In this analysis, 60% of patients achieved a volumetric response at 12 weeks, the earliest assessment, while the majority experienced symptomatic improvement. Safety data indicated that zovegalisib could be suitable for long-term use.
Relay Therapeutics research and development president Don Bergstrom said: “These data demonstrate, for the first time, the promise of PI3Kα mutant-selective inhibition for patients with vascular anomalies.
“The combination of robust volumetric responses, symptomatic improvement, and a safety profile that supports chronic dosing underscores the potential of zovegalisib to meaningfully change the treatment paradigm for this underserved population.”

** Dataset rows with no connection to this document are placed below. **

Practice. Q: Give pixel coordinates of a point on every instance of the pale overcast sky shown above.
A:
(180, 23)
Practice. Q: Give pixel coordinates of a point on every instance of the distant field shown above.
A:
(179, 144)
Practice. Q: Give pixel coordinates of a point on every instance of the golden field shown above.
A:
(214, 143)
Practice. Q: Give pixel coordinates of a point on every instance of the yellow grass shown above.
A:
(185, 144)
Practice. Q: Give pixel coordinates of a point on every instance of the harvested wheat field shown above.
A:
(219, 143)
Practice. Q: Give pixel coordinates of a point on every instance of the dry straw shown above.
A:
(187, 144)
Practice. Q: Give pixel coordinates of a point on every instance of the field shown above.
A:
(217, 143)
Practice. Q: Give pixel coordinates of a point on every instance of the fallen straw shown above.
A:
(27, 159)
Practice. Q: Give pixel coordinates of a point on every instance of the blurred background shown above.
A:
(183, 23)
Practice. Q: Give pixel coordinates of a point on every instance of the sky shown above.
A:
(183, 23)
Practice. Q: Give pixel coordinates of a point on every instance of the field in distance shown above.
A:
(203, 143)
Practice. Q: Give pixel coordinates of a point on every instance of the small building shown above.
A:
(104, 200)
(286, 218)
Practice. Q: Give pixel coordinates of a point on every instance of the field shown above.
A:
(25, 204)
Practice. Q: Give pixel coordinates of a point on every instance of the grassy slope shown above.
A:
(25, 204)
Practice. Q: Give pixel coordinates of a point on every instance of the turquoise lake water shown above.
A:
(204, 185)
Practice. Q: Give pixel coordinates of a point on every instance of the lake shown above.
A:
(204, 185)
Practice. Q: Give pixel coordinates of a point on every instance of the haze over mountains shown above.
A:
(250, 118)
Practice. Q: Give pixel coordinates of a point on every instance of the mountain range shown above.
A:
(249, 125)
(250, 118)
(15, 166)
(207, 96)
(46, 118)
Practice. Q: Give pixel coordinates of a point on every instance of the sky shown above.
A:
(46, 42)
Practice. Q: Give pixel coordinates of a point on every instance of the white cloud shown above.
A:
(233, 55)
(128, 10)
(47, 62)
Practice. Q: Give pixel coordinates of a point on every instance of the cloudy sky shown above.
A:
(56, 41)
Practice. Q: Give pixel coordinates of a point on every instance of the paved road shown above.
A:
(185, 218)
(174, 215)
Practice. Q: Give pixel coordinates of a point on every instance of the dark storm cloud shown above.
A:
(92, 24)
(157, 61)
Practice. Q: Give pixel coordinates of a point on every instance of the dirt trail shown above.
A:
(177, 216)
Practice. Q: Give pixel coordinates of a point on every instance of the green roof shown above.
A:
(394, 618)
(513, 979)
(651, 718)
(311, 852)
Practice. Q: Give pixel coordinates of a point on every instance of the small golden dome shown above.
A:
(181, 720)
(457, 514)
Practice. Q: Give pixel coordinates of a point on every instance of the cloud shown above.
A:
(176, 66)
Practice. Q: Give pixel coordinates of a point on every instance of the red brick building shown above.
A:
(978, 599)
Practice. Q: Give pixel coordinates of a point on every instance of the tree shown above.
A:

The trial includes adults, adolescents, and paediatric patients aged two to 11 years with PIK3CA-mutated vascular anomalies.
The three-part design involves dose selection (Part I), dose expansion with open-label cohorts (Part II), and possibly a randomised study (Part III).
In Part I, 32 patients aged 12 years and above were enrolled and received 100mg, 300mg, or 400mg twice daily (BID).
This cohort included patients with PIK3CA-related overgrowth spectrum (PROS), lymphatic malformation (LM), and venous malformation (VeM), most of whom had prior sirolimus and/or alpelisib treatment.
Out of 20 efficacy-evaluable patients, 60% showed a volumetric response at the first magnetic resonance imaging (MRI) assessment, and 95% had some lesion reduction.
Responses were observed in both those with kinase and non-kinase mutations and among patients previously treated with other therapies. Four patients confirmed and deepened their response at 24 weeks.
The safety profile across doses ranged from 100mg to 400mg BID, aligning with expectations for mutant-selective PI3Kα inhibition. Dose reductions occurred in 23% of patients at 100mg and 300mg BID, with no discontinuations.
Grade 3 or higher adverse events were limited, and common side effects were manageable and reversible. The 400mg BID dose will not be developed further due to suboptimal tolerability.